Blatt Makroaufnahme Kratombaum - ein Zauberbaum und seine Geschichte

Kratombaum – ein Zauberbaum und seine Geschichte

Der Kratombaum, auch Roter Sentolbaum genannt, gehört zur Familie der Rotgewächse und ist ein meist sehr hoher, tropischer Baum, der auf eine stattliche Größe von bis zu 25 Metern heranwachsen kann. Seine Heimat ist Südostasien, man findet ihn aber auch auf den Philippinen, der Malaiischen Halbinsel, bis hin zu Borneo und in Neuguinea. Der Name Kratom, so nimmt man an, stammt aus Thailand. Dort findet man den Baum ebenfalls sehr häufig vor und aus seinen Blättern wird das bekannte Kratom gewonnen.

 

 

Mittlerweile wird der Baum auch in andern Regionen kultiviert und gezüchtet. Er trägt ein recht dichtes Blattwerk und ist auch ein schöner Schattenspender, der nur wenig zum Leben und Wachsen benötigt. Frost, Trockenheit und Kälte allerdings mag er eher nicht, sondern er bevorzugt das feuchte und tropische Klima in Tieflandwäldern, die einen recht morastigen und sumpfigen Boden haben.

 

 

Der Kratombaum in Blüte

 

Der Baum hat ein recht üppiges, satt grünes Blattwerk. Doch wenn er seinen Blütestand erreicht hat, kann man beobachten, dass viele kleine Blüten wie auch Früchte wachsen. Die blättrigen Blüten mit meist doppelter Blüte sind am Anfang ihrer Blüte zunächst leicht cremefarben, oder auch gelblich-weiß.

 

 

Erst zu einem späteren Zeitpunkt färben sie sich gelb bis orange. Der kleine Blütenkelch ist mit kleinen Lappen durchzogen, die zur Befruchtung des Baumes beitragen sollen. Die Blüten des Baumes werden allerdings nicht genutzt, um das Kratom herstellen und gewinnen zu können.

 

Übrigens: Das im Kratombaum enthaltende Alkaloid Epicatechin kommt auch im Kakaobaum vor und er ist auch mit dem bekannten Kaffeebaum verwandt.
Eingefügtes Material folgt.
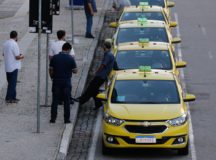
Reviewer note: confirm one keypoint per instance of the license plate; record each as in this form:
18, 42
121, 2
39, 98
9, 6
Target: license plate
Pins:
145, 139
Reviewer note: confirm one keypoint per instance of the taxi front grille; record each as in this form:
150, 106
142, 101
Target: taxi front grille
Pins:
145, 129
133, 141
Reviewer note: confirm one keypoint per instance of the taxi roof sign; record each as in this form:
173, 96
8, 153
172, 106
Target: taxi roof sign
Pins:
143, 40
142, 20
145, 68
144, 4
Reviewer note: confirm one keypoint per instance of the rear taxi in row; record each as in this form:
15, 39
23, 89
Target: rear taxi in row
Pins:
145, 109
163, 3
156, 31
157, 55
143, 11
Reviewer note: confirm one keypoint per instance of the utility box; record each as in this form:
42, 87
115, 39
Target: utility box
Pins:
56, 7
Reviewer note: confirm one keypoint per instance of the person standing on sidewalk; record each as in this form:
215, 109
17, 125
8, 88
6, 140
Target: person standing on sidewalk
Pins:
56, 46
12, 58
100, 77
90, 9
62, 66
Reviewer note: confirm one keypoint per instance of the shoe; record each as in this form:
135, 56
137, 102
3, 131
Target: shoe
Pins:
89, 36
68, 121
75, 99
9, 101
60, 103
52, 121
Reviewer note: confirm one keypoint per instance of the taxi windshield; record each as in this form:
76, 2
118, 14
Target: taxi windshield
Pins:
127, 16
134, 34
157, 59
150, 2
145, 92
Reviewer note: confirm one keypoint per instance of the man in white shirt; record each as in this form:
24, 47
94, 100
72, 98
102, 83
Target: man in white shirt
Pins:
56, 46
12, 58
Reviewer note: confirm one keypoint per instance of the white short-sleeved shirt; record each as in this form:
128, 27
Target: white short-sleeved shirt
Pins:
10, 51
56, 47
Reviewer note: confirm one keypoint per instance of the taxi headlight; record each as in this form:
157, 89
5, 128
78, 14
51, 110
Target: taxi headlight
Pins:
111, 120
178, 121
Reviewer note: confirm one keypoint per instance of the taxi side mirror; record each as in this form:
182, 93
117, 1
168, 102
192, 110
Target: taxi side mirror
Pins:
189, 98
176, 40
102, 96
173, 24
170, 4
181, 64
113, 25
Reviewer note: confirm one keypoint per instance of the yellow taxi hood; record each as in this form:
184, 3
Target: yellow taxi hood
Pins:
145, 111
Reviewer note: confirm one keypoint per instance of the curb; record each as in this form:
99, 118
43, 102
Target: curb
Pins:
68, 131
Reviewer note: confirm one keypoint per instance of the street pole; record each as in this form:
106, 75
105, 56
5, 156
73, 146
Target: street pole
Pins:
47, 66
39, 64
72, 23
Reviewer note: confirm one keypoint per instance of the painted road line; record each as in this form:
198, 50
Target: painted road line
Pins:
210, 54
192, 144
92, 149
204, 32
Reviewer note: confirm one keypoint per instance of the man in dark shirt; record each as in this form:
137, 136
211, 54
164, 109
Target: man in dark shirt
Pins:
62, 66
90, 9
100, 77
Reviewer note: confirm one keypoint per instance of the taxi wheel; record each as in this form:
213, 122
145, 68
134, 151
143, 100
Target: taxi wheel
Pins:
105, 150
184, 151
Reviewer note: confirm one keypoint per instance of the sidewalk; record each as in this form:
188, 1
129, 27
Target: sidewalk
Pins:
18, 122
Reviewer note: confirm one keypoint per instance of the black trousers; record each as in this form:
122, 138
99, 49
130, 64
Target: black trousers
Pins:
61, 89
92, 91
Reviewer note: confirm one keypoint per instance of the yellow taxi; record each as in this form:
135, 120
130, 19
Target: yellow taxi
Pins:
163, 3
145, 109
157, 55
142, 28
145, 11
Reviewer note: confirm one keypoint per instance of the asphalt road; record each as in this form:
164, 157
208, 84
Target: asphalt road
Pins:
197, 29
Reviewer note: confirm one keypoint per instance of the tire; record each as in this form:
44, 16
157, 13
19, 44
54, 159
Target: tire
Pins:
105, 150
184, 151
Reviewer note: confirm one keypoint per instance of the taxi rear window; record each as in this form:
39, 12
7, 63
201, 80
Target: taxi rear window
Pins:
127, 16
151, 2
145, 92
132, 59
134, 34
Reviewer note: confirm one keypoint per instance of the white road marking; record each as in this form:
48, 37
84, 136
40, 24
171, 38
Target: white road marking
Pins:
192, 144
92, 149
210, 54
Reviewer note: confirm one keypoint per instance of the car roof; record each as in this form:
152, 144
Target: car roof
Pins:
135, 74
148, 23
143, 9
148, 46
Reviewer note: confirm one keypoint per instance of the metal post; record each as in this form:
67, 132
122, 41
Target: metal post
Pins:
47, 66
72, 23
39, 64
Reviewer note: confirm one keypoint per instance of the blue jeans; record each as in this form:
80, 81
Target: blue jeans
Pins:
61, 89
12, 81
89, 23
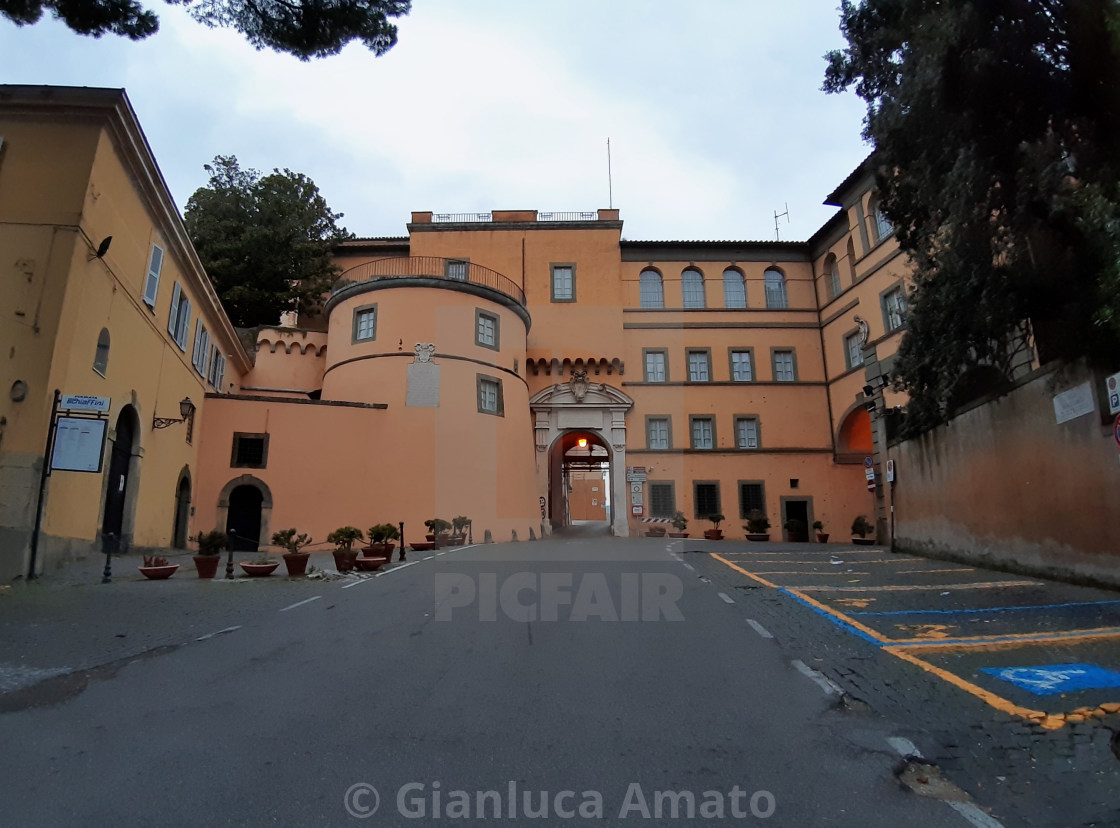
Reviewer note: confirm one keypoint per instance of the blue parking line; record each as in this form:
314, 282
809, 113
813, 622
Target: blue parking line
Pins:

Hier erfährt man mehr zu Kratom und alles Wissenswerte rund um Kratom.

 

Geschichte des Baumes

 

Man nimmt an, dass der Kratombaum schon seit Jahrtausenden existiert. Besonders in den sumpfigen Regenwäldern und in Regionen, die ein sehr tropisches Klima aufweisen, ist er zuhause. Sein Blattwerk und auch sein Wachstum sind dauerhaft und nur wenn die Temperaturen unter vier Grad Celsius gehen sollten, verliert der Baum seine Blätter in seinem natürlichen Lebensraum. Aber auch anhaltende Dürre kann dazu führen, dass der Kratombaum ähnlich wie seine Artgenossen die Blätter abwirft. Tipp zum Lesen: Küchen-Oberschrank gestalten: So gelingt es!

 

In seiner südostasiatischen Herkunftsregion fühlt er sich besonders wohl und dort hat man ihn schon vor Jahrhunderten erwähnt. Das Klima in westlichen Breiten verträgt er eher nicht, auch zu starker Wind ist nicht sein Metier, deshalb findet man ihn ursprünglich hierzulande nicht. Er benötigt zum Gedeihen das Klima in Südostasien, welches von Regen- und Trockenzeiten geprägt ist. Dennoch wird der Kratombaum mittlerweile auch in westlichen Regionen kultiviert, hier benötigt er idealerweise für sein optimales Wachstum den Schutz der natürlichen Lebensräume, die künstlich nachgeahmt werden müssen.

 

Tropische Gewächshäuser mit hoher Luftfeuchtigkeit sind hier ideal, allerdings für den Privathaushalt und Garten müsste das Gewächshaus eine stattliche Höhe aufweisen, damit der Baum auch tatsächlich zu seiner ursprünglichen Höhe heranwachsen könnte. Zudem müsste er dann absolut vor Kälte und Frost gut geschützt sein, ansonsten kann er nicht gedeihen und auch nicht überleben.